Lind, bu konunun daha fazla araştırılması gerektiğini söyledi. Öğrenci havuzunun yeterince büyük olmaması veya kullanılan önlemlerin yeterince sağlam olmaması mümkün dedi. Diğer bir faktör, çalışmanın kurumsal cesaretin etkilerinden çok kurumsal ihanete odaklanması olabilir.

“Bu, ruh halini ölçmek gibidir ve yalnızca katılımcıların olumsuzdan nötr ruh halini rapor etmesine izin vermek gibidir. Ölçeği olumsuzdan olumluya doğru genişletirseniz yakalanabilecek bir dizi değişkenliği kaçırıyorsunuz. Kurumsal cesareti yakalamak için ölçeği genişletmek, anlamlı bir etkileşimi tanımlama olasılığını artırabilir.”

Lind, araştırmada belirlenen sorunlara okulların nasıl yanıt verebileceğini öğrencileri dinleyerek başlamalıdır. Sorunları sormak ve yanıtları dinlemek kurumsal cesarete bir örnektir. Çok sık yapılmayan müdahaleler başarısız olur.

Lind, “Okullar, mülakatlar, odak grupları ve öğrencilerle anonim anketler dahil olmak üzere kendi kendine çalışmaya katılmalı ve öğrencilerin raporlarını ve önerilerini ciddiye almalıdır” dedi. “Ergenliğe müdahale etmeye çalışırken, gençlerin özerkliğine ve sosyal statüsüne saygı gösterirseniz daha iyi yaparsınız.”

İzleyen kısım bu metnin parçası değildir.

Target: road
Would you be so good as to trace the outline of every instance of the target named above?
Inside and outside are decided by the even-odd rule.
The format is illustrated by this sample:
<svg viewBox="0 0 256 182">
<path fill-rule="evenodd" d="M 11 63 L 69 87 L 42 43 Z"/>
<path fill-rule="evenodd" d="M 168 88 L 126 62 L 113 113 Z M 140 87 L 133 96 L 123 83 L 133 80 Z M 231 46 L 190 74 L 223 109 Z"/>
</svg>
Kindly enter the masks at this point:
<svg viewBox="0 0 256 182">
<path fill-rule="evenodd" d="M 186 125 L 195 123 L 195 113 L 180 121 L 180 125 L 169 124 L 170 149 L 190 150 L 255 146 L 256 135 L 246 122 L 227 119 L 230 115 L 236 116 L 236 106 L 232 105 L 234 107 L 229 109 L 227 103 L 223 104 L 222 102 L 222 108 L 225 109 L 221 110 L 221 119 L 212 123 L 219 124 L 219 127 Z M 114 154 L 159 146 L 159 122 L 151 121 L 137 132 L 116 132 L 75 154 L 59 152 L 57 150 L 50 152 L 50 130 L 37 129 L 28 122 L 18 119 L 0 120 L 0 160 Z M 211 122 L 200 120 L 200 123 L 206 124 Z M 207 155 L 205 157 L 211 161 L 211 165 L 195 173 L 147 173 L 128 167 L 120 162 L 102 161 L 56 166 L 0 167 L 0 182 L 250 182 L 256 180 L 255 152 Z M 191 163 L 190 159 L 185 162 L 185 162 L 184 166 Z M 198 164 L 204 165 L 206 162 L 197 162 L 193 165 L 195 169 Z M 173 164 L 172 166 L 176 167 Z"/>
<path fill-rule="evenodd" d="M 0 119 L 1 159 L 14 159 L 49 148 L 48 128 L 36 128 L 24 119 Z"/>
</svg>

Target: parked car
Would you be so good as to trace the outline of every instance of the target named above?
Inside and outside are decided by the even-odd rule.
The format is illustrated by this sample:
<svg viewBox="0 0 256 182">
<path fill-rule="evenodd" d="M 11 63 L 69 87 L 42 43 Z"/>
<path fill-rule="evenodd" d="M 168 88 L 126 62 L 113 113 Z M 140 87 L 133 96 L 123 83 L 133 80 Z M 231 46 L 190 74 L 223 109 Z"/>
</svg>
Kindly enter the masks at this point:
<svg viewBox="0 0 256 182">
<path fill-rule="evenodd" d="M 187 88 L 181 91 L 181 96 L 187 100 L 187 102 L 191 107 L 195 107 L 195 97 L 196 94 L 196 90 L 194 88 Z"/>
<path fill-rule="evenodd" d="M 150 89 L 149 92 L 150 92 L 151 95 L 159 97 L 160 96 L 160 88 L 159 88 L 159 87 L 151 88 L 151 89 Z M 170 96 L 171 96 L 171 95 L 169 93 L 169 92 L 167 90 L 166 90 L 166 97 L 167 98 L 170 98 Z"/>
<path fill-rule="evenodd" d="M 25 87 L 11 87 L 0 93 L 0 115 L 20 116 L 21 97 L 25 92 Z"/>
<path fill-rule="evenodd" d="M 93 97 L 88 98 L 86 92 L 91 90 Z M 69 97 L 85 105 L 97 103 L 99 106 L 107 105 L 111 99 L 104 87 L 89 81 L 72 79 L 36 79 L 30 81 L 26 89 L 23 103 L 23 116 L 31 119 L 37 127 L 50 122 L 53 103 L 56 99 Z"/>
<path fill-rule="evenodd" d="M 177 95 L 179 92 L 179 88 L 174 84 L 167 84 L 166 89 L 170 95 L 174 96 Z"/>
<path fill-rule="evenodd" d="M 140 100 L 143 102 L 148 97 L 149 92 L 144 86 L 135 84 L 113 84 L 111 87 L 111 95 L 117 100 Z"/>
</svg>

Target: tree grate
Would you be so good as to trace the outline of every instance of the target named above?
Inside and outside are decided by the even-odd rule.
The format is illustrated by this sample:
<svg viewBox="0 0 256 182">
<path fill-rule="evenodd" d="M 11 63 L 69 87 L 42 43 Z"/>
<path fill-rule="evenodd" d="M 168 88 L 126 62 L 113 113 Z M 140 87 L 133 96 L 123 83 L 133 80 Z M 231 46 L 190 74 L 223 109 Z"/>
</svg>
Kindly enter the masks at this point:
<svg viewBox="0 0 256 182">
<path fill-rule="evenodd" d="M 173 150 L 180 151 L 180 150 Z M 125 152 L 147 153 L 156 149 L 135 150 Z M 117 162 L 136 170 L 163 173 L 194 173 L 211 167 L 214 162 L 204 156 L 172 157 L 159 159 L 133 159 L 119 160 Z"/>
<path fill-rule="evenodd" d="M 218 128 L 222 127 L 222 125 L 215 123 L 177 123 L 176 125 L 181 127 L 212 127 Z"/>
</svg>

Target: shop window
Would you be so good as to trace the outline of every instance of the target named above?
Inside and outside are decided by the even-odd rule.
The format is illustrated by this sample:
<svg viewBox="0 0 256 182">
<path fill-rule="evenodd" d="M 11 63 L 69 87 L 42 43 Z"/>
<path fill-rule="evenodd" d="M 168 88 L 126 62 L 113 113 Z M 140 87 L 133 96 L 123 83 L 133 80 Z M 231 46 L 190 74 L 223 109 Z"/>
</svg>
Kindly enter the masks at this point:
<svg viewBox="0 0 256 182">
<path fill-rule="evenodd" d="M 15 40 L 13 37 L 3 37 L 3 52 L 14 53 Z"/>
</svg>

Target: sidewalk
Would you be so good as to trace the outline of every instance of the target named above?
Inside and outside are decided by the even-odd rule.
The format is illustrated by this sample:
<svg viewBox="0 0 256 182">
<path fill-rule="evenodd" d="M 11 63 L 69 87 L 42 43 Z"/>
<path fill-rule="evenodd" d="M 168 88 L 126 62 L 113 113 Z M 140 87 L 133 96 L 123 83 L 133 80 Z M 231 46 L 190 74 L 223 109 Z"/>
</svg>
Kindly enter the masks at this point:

Cinsel taciz, kurumsal ihanet ve kurumsal cesaret konularında akademik araştırmanın öncüsü Freyd, araştırmacıların, öğrencilerin ergenlik döneminde meydana gelen fiziksel, nörolojik ve psikolojik değişikliklerden erken yetişkinliğe doğru çıktığı liselerde bu tür konulara odaklanmadığını söyledi.

“Şimdiye kadar, tüm eğitim odaklı kurumsal ihanet araştırmaları, fakülte üyelerinin yanı sıra lisans ve lisansüstü düzeydeki üniversite öğrencilerinin deneyimlerini dikkate aldı” dedi. “Orduda ve işyerlerinde de bu konularla ilgili çalışmalar var, ancak ergenlikte cinsiyet tacizi veya kurumsal ihanet hakkında pek bir şey bilmiyoruz.”